Just as MapReduce requires a data source (in most cases HDFS), a general purpose data processing system like Samza requires a source of streams. Out of the box, Samza uses YARN as its fault-tolerant, distributed execution system, and Kafka as its messaging system. But Samza is pluggable and can be used with other systems – there is already interest in making Samza work with other execution systems (AWS, Mesos).

Stream Mining and near realtime computations

For now Samza users who need to do stream mining have to write code4 (common problems include finding the “top k”, “distinct elements”, “heavy hitters”, quantiles, moments).
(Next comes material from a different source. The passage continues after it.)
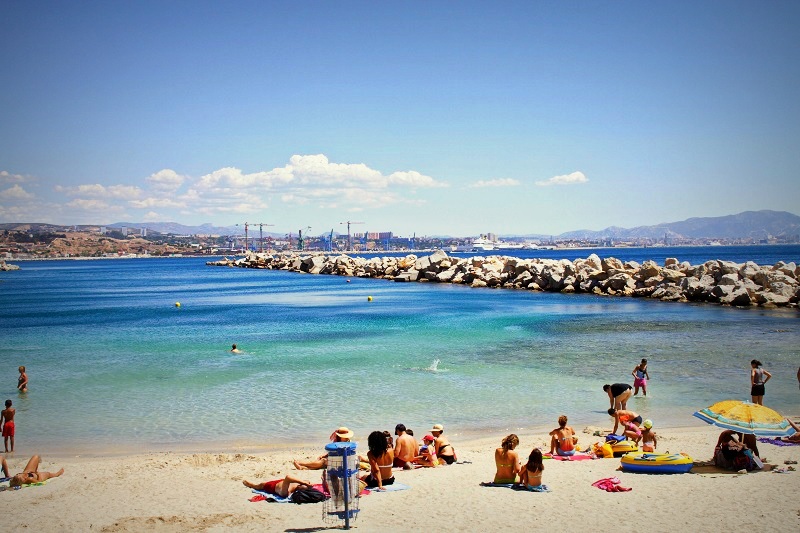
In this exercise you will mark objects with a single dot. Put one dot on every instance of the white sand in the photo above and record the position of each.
(203, 492)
However as a general purpose stream processing framework it can be used for a broad set of problems: simple “counts”, approximate answers (“sketches”), and more advanced algorithms. Data scientists will also like the fact that Samza (and Kafka) can easily reprocess data, a useful feature when new algorithms need to be deployed or existing ones have to tweaked.
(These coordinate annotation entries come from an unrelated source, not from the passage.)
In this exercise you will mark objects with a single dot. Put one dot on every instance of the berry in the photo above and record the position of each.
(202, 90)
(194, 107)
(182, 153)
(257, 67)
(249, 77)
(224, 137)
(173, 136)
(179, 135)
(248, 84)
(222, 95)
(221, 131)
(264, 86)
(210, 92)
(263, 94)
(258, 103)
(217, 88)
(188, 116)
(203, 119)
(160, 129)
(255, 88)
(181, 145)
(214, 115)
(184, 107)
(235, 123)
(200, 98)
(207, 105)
Within Linkedin, Samza occupies the space between batch (Hadoop jobs that run for a few hours) and online systems (milliseconds). By supporting tasks that take a few seconds to a few minutes to run, Samza is potentially useful for a variety of user services such as periodic updates of rankings and recommendations. I expect Samza to attract interest from developers who are already using Kafka. As I pointed out in a recent post, integrated systems are attracting attention (as convenience and familiarity, outweigh performance). Furthermore, as interfaces and dedicated libraries emerge, Samza will become useful to many more data scientists.

Frugal Streaming, Approximate Quantiles and Histograms

Speaking of approximate answers, I thought I’d highlight a couple of recent posts that relate to streaming and realtime analytics. The first explains simple algorithms (Frugal-1U and Frugal-2U) for computing approximate quantiles in streaming data. The second uses Druid to approximate quantiles and build histograms (in near realtime) for large data sets. As data volume and velocity continue to rise5, I expect systems that produce approximate answers to become more common.

Related posts:

(0) Thanks to Chris Riccomini and Jay Kreps of Linkedin for walking me through the details of Samza.

(1) Kafka retains published messages for a configurable amount of time – during which period one can resend and reprocess them accordingly.

(2) Here’s an interesting bit to illustrate how much work has gone into Kafka: just getting replication right took 5 experienced developers a year! While the bulk of Kafka development still happens within Linkedin, about 30% comes from external developers.

(3) Stateful processing is particularly important to Linkedin: “We are not aware of any state management facilities in Storm …”

(4) Pushing the MapReduce analogy further, at some point a simpler system (a la Pig, Hive, SQL) may make it easier to use Samza. One of the things that makes Spark Streaming attractive is its programming interface: the same (concise) code that works for batch jobs (Spark), will work (with minor changes) for stream processing.

(5) The “real-time big data triangle of constraints” posits that you can have only two of the following: volume, velocity, exact.